De Abel Neves. Encenação, cenografia, dramaturgia e dramatografia: João Brites. Música e direcção musical: Jorge Salgueiro. Desenho de luz: Rita Louzeiro. Corporalidade: Vânia Rovisco. Figurinos e adereços: Clara Bento. Oralidade: Teresa Lima, Sara de Castro. Apoio à dramaturgia: Miguel Jesus. Apoio à cenografia Rui Francisco e Fátima Santos. Interpretação: Guilherme Noronha, João Neca, Juliana Pinto, Raúl Atalaia, Rita Brito, Sara Castro. Produção: O Bando

A um canto, num tabuleiro, joga-se, talvez, o futuro, que bem pode ser a morte. No outro, que não é bem um canto mas uma espécie de labirinto ou cercado concêntrico, encontra-se a Besta, o pai bruto e ditatorial, mais a sua família de aldeões subjugados pela violência, a resignação, o consentimento, a superstição. Todos sofrendo de uma abstenção de agir, de mudar, de transformar, de evoluir. No fim, estará tudo em cacos.

Batido mais um recorde de abstenção eleitoral é provável que o título da nova peça de O Bando seja interpretado demasiado literalmente. Esta Abstenção – criada por João Brites a partir de Cruzeiro, de Abel Neves (n. 1956) –, embora também tenha a ver com a do costume, é mais profunda que a simplicidade de não votar, seja por princípio, ou por desinteresse, ou por ignorância singela; mais radical na sua confrontação entre a indiferença e a ética, seja na família, seja no país, seja na Europa, seja nesta aldeia em alhures simbolicamente ordenada por uma floresta de tubos que o cenário (e a música de Jorge Salgueiro) torna metaforicamente eficaz na caracterização de um ambiente tiranicamente opressivo, doentio, silenciado pelo medo; o mesmo temor que também tolhe o espírito e cala a raiva, mas por onde, no entanto, ronda a inquietação, o desejo de partir, melhor, de fugir para contrariar a tragédia do destino.
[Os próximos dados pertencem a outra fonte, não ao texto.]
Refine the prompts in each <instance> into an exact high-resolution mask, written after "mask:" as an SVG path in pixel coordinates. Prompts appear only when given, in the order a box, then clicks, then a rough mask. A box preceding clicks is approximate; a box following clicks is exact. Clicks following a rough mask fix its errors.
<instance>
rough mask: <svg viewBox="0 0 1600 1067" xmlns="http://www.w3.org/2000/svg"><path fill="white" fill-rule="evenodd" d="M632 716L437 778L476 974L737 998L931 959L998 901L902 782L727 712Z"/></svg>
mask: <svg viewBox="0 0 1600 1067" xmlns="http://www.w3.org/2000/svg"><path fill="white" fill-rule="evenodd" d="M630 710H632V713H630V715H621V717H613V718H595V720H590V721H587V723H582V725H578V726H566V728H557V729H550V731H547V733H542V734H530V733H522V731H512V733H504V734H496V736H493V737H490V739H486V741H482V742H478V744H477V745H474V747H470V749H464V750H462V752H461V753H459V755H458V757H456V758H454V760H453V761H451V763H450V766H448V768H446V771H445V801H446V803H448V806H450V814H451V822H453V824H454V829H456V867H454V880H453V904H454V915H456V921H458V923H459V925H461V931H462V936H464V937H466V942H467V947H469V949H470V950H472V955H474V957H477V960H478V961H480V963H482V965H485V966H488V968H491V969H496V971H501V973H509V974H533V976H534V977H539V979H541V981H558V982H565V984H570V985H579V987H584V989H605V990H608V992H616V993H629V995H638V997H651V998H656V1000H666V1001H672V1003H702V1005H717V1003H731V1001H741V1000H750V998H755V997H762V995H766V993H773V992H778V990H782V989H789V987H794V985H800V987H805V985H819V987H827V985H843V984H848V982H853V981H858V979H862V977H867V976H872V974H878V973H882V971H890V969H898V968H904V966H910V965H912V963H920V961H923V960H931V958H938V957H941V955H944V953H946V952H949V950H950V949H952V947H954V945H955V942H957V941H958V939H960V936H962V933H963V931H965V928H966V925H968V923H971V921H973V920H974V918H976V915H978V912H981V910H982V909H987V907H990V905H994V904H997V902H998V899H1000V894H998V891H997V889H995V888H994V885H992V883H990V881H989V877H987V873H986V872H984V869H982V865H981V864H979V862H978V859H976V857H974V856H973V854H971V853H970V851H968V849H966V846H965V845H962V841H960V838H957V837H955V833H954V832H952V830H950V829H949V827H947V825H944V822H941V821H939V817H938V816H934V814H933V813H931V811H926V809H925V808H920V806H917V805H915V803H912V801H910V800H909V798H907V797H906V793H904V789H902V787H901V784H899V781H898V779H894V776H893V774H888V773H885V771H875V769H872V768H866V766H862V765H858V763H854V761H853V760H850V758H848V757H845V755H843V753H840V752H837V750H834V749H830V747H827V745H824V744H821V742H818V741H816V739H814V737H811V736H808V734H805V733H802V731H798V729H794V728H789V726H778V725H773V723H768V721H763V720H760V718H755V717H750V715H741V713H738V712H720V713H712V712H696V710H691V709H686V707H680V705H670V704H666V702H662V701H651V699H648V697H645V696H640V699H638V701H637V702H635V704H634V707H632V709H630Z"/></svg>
O talento, a experiência e a enorme figura de Raul Atalaia criam um patriarca verdadeiramente aterrorizador na sua boçalidade primitiva, mantendo na rédea curta da posse os atemorizados filhos (Guilherme Noronha e João Neca), a silenciosa mulher (Sara de Castro) e a desassossegada namorada (Juliana Pinho) de um dos rapazes, que ele próprio emprenhou numa demonstração de força e poder; no processo desafiando, tanto quanto temendo, a personagem enigmática e fúnebre, e fundamental para o simbolismo da obra, interpretada por Rita Brito, perante a qual, não vá a metáfora deixar a dúvida pairar e ser preciso fazer um desenho, as personagens depositam as bandeiras da Alemanha e da França e da Espanha e de Portugal. Isto é: os símbolos do dominador e do colaboracionista frente a frente com os dos subjugados, dos incapazes de rebeldia, dos conformados, ou seja, dos abstencionistas da acção, dos impróprios para o gesto libertador que o desejo anseia mas o atavismo nega, aos poucos, por mor da sua falta de coragem em enfrentar e depor o tirano – ou por mor de não saberem o que fazer depois –, abandonando a sua humanidade, por muito que procurem lavar-se desse mal, livrar-se da peçonha e do seu evidente, se não mesmo inevitável, recuo civilizacional.